Súbitamente, el recuerdo que me había eludido desde que hablara con Caroline el sábado subió a la superficie. La Sra. Pankowski a la puerta de su casa, diciendo que Joey no le había dejado seguro alguno. Quizá no se hubiera incorporado al plan general. Pero, pensé, aquella era una de las prestaciones de Xerxes, un seguro de vida sin pagar cuota. Sólo que quizá hubiera vencido; puesto que él no estaba en la compañía cuando murió, no estaría cubierto. En fin, nada se perdía por preguntar.

– ¿Cuando murió Joey Pankowski, por qué no le quedó seguro de vida?

– No sé de qué demonios me habla.

– De Joey Pankowski. Trabajó en Xerxes. Usted es garante de sus planes de cobertura, por tanto debe saber por qué uno de los empleados no cobraría seguro de vida al morir.

De pronto, pareció como si Jurshak fuera a desplomarse al suelo. Yo me devanaba la cabeza frenéticamente, intentando conservar la ventaja con preguntas capciosas. Pero él era veterano en encajar golpes y percibía que yo realmente no tenía nada tangible. Recuperó la suficiente presencia de ánimo para sostener un frente de obstinada negativa.

– Muy bien. Lo dejaremos de momento.
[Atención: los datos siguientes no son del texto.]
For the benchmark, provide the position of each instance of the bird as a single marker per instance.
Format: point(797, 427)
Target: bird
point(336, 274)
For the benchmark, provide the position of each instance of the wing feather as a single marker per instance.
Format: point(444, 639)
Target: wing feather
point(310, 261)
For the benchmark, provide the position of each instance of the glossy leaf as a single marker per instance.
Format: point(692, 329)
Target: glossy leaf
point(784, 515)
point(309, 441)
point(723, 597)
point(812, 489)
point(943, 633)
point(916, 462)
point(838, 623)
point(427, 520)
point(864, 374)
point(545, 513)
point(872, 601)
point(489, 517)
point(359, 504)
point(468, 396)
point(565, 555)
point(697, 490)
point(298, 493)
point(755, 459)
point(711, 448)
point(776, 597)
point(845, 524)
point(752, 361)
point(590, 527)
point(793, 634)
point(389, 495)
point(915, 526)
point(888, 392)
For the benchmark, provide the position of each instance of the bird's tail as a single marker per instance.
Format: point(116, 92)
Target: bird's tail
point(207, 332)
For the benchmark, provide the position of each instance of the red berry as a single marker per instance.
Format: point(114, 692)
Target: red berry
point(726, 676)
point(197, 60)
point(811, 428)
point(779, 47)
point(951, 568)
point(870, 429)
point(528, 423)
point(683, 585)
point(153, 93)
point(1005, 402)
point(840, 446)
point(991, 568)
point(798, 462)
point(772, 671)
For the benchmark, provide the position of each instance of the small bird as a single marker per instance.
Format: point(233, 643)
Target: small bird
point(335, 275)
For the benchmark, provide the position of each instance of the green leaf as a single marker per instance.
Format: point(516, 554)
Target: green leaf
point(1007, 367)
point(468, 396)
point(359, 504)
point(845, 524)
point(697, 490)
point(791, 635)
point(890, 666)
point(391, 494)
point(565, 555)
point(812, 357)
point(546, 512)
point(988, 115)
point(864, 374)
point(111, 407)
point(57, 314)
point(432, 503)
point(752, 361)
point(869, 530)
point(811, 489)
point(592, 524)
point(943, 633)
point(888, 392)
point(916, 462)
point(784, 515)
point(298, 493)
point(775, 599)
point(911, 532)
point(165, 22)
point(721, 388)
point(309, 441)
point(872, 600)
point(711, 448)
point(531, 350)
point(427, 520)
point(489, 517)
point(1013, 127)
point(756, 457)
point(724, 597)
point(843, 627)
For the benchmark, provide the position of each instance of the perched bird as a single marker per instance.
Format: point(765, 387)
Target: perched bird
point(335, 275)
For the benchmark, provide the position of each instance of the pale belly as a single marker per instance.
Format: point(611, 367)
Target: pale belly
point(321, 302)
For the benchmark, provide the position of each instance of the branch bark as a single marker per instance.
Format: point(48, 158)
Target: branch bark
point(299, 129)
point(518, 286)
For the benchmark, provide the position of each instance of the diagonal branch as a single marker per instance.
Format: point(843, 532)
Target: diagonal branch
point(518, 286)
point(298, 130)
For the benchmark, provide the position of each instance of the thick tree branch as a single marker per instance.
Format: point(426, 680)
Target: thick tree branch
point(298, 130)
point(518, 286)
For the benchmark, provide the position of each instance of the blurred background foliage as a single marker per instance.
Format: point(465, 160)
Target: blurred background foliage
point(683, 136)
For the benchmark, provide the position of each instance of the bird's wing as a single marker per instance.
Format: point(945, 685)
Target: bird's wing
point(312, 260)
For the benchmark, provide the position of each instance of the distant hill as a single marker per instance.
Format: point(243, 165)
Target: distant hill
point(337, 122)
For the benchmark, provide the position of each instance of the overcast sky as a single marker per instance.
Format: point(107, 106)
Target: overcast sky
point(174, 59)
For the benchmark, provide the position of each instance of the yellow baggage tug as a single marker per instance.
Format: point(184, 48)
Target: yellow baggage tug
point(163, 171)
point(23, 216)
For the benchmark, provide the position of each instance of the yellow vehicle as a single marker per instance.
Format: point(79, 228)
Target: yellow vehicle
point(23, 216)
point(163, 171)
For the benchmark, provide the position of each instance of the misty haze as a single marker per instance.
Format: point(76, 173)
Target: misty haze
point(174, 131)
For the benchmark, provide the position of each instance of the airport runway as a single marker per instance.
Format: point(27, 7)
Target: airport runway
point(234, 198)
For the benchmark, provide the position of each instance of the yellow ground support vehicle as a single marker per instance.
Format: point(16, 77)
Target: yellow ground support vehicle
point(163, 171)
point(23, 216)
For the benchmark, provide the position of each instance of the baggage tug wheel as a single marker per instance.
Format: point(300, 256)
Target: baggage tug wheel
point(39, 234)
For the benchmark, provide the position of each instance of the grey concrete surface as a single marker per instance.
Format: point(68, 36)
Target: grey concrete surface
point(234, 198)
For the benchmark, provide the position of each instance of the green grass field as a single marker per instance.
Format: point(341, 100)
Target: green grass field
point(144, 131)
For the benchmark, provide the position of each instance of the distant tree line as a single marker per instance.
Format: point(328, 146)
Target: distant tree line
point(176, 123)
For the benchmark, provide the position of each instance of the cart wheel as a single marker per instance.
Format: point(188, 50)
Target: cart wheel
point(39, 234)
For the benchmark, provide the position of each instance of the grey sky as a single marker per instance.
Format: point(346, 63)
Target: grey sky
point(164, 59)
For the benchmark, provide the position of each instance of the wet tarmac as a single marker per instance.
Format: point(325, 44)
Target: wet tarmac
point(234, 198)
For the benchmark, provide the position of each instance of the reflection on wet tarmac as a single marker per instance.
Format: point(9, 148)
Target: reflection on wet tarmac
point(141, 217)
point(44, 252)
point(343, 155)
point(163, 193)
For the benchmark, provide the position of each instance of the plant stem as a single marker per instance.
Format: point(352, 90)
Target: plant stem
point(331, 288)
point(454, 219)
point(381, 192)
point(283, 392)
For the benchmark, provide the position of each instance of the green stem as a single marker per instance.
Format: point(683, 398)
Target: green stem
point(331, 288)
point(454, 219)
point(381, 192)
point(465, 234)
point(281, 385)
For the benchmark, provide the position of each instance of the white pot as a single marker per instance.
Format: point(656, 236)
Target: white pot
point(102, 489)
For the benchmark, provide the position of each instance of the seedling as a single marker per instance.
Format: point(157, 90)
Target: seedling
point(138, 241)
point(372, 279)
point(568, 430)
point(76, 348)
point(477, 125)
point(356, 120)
Puedo enterarme de lo que se trata en un minuto hablando con el afectado. O con cualquier otro empleado. Volvamos a Nancy Cleghorn. Ella le vio a usted con Dresberg en su oficina, y usted sabe tan bien como yo que no hay inspector de seguros que le permita conservar la licencia si tiene relaciones con la mafia.

– Venga, Warshawski, corte ya. No sé quién es esa chica Cleghorn, aparte de leer en los periódicos que la mataron. Puede que de vez en cuando hable con Dresberg… tiene muchos asuntos en mi distrito y yo soy concejal de todo el distrito. No puedo permitirme ser una señorita remilgada que se tape la nariz cuando huele a basura. El inspector de seguros no se lo va ni a plantear, no digamos ya a actuar.

– ¿Entonces no le molestaría que se supiera que usted y Dresberg se reunieron en su despacho a última hora de la noche?

– Demuéstrelo.

Bostecé.

– ¿Cómo cree que me he enterado, para empezar? Hubo un testigo, desde luego.

Ni siquiera aquello le sacudió lo bastante para poder sonsacarle nada más. Cuando la conversación finalizó no sólo me invadía un sentimiento de frustración, sino también de ser demasiado joven para aquel trabajo. Sencillamente, la experiencia de Art era muy superior a la mía. Ganas tuve de rechinar los dientes y decir: «ya verás, perro, al final te cogeré». En vez de eso le dije que estaríamos en contacto.

Me alejé de él en dirección a la Carretera del Lago. Cruzándola metida entre el tráfico, le observé desde lejos. Permaneció un rato largo mirando al vacío, después se sacudió y volvió hacia su coche.